Run hyperparameter tuning in parallel¶

When tuning hyper-parameters, you may want to speed up the time it takes to run the search by parallelizing the tuning runs.

Tip

While random and grid search can be run fully in parallel, the bayes search algorithm requires visibility on previous tuning runs for the smart selection of the next hyperparameters to tune so you should be careful to not fully parallelize execution for Bayesian tuning.

How to parallelize Comet Optimizer¶

Comet allows you to parallelize the execution of the Comet Optimizer using the comet optimize CLI command.

In order to execute Comet Optimizer through command line, you first need to:

Format your training code inside an executable Python script.
Move the Optimizer config file to a separate file called optimizer.config.
Update the training script to read the optimizer config via sys.argv.

Then, you can simply run the comet optimize command with the -j or --parallel argument followed by the number of parallel runs to perform.

For example, if you want to parallelize the hyperparameter tuning across two processes, you can use:

comet optimize -j 2 training_script.py optimizer.config

And Comet will automatically associates split the hyperparameter selections across the two parallel processes.

Note

You execute (maxCombo * trial) / j tuning runs for each parallel process where:

maxCombo and trial are defined inside the optimize.config file, and
j is specified in the command itself (e.g., 2 in the example above).
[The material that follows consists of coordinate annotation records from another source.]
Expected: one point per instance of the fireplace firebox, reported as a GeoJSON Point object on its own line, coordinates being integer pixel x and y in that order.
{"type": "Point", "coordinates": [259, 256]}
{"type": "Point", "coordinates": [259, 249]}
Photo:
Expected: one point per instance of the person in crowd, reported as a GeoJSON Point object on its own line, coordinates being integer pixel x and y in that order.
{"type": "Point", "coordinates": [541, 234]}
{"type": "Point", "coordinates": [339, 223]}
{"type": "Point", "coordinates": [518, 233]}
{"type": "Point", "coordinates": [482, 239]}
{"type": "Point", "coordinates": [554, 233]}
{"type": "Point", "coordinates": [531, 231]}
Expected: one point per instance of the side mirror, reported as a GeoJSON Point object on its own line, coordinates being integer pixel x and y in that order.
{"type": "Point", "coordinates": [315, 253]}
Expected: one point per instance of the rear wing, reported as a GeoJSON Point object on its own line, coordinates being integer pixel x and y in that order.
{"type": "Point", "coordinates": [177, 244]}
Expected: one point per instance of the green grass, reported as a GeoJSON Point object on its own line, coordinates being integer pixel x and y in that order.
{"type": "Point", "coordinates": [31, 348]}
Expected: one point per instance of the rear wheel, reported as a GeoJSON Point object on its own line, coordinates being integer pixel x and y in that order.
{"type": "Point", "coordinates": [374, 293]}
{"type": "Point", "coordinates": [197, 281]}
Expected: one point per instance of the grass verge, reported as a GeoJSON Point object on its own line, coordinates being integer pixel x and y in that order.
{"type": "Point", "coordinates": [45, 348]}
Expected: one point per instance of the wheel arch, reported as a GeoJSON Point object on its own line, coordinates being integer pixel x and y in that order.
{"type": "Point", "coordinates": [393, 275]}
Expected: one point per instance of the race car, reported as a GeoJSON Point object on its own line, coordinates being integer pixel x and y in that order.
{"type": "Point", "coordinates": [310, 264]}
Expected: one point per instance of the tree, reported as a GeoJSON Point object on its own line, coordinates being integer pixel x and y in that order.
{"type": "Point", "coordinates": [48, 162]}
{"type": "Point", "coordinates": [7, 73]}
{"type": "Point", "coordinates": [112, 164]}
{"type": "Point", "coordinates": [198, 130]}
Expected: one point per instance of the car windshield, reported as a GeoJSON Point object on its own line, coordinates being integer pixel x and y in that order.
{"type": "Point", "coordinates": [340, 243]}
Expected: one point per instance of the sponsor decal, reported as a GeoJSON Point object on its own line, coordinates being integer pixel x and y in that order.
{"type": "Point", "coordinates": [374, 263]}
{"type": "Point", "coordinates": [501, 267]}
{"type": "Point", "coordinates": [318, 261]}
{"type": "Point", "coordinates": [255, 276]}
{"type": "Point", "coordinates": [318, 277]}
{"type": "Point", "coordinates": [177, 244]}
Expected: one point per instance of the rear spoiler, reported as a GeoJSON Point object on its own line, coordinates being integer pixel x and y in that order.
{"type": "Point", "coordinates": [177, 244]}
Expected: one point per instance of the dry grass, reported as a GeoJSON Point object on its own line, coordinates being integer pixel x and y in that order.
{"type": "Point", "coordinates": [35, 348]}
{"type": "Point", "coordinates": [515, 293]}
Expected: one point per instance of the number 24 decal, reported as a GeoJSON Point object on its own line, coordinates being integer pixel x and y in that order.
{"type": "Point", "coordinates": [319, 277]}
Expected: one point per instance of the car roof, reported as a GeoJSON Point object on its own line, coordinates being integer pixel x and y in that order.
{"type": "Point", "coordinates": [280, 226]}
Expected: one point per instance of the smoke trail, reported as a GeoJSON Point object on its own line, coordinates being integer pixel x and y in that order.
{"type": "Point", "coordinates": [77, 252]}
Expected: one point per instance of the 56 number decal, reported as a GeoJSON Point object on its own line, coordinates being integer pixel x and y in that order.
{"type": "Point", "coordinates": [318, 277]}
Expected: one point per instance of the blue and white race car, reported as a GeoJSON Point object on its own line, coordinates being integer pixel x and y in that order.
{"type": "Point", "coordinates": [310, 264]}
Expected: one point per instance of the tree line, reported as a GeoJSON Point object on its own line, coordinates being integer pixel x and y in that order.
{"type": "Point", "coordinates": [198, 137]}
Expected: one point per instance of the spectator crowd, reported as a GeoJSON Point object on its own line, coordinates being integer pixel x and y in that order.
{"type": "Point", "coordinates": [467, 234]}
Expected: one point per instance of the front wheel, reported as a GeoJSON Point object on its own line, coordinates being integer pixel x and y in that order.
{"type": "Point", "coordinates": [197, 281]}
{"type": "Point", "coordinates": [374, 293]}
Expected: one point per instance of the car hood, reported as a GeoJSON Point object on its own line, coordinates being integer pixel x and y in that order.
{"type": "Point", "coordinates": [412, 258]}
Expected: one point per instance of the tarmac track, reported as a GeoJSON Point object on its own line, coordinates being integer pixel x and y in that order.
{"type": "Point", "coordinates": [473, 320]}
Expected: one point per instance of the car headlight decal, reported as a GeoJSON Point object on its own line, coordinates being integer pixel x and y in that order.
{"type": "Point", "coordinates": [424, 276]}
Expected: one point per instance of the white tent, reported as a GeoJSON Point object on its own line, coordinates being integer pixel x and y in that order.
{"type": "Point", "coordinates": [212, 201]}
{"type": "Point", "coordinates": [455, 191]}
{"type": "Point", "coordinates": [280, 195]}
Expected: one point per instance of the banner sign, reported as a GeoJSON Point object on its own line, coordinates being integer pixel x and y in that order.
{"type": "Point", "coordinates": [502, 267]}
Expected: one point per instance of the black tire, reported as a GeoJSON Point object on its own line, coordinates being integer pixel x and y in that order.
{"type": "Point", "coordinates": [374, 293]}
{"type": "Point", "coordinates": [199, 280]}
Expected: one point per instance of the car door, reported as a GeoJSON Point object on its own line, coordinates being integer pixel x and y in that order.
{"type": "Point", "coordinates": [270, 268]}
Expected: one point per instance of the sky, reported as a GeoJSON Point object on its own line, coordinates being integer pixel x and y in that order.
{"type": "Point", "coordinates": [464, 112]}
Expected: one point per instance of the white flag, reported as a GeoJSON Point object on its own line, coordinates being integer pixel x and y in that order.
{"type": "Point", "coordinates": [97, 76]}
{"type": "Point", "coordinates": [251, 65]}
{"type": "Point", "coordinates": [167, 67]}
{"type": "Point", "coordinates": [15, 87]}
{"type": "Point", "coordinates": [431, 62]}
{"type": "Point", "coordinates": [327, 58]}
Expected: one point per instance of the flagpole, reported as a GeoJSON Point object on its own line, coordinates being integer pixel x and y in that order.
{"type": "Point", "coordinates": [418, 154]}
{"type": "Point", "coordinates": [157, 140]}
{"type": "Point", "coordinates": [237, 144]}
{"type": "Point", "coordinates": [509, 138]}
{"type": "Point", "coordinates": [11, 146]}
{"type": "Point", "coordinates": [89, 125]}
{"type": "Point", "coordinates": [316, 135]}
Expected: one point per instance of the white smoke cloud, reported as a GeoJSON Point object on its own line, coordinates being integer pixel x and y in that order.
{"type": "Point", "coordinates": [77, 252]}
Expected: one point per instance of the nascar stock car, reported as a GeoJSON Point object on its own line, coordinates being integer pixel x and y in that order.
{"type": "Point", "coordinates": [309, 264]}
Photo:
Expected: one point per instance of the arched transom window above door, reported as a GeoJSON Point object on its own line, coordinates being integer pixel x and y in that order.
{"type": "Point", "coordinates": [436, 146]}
Discover more about the optimizer configuration in the Configure the Optimizer page.

End-to-end Example¶

This distributed example showcases how to execute the end-to-end example from the Comet Optimizer Quickstart in parallel.

Simply run:

comet optimize -j 2 training_script.py optimizer.config

where:

the training_script.py is defined as:

training_script.py

import comet_ml
from sklearn.metrics import accuracy_score
from sklearn.datasets import make_classification
from sklearn.ensemble import RandomForestClassifier
from sklearn.model_selection import train_test_split
import sys

# Initialize the Comet SDK
comet_ml.login(project_name="example-optimizer")

# Get the optimizer config file from args
optimizer_config = sys.argv[1]

# Create a dataset
X, y = make_classification(n_samples=5000, n_informative=3, random_state=25)

# Split dataset into train and test
X_train, X_test, y_train, y_test = train_test_split(X,y,shuffle=True,test_size=0.25,random_state=25)

# Initialize the Comet Optimizer
opt = comet_ml.Optimizer(config=optimizer_config)

# Run optimization
for experiment in opt.get_experiments():
    # Initialize the algorithm, and set the parameters to be optimized with get_parameter
    random_forest=RandomForestClassifier(
        n_estimators=experiment.get_parameter("n_estimators"),
        criterion=experiment.get_parameter("criterion"),
        min_samples_leaf=experiment.get_parameter("min_samples_leaf"),
        random_state=25,
    )

    # Train the model and make predictions
    random_forest.fit(X_train, y_train)
    y_hat = random_forest.predict(X_test)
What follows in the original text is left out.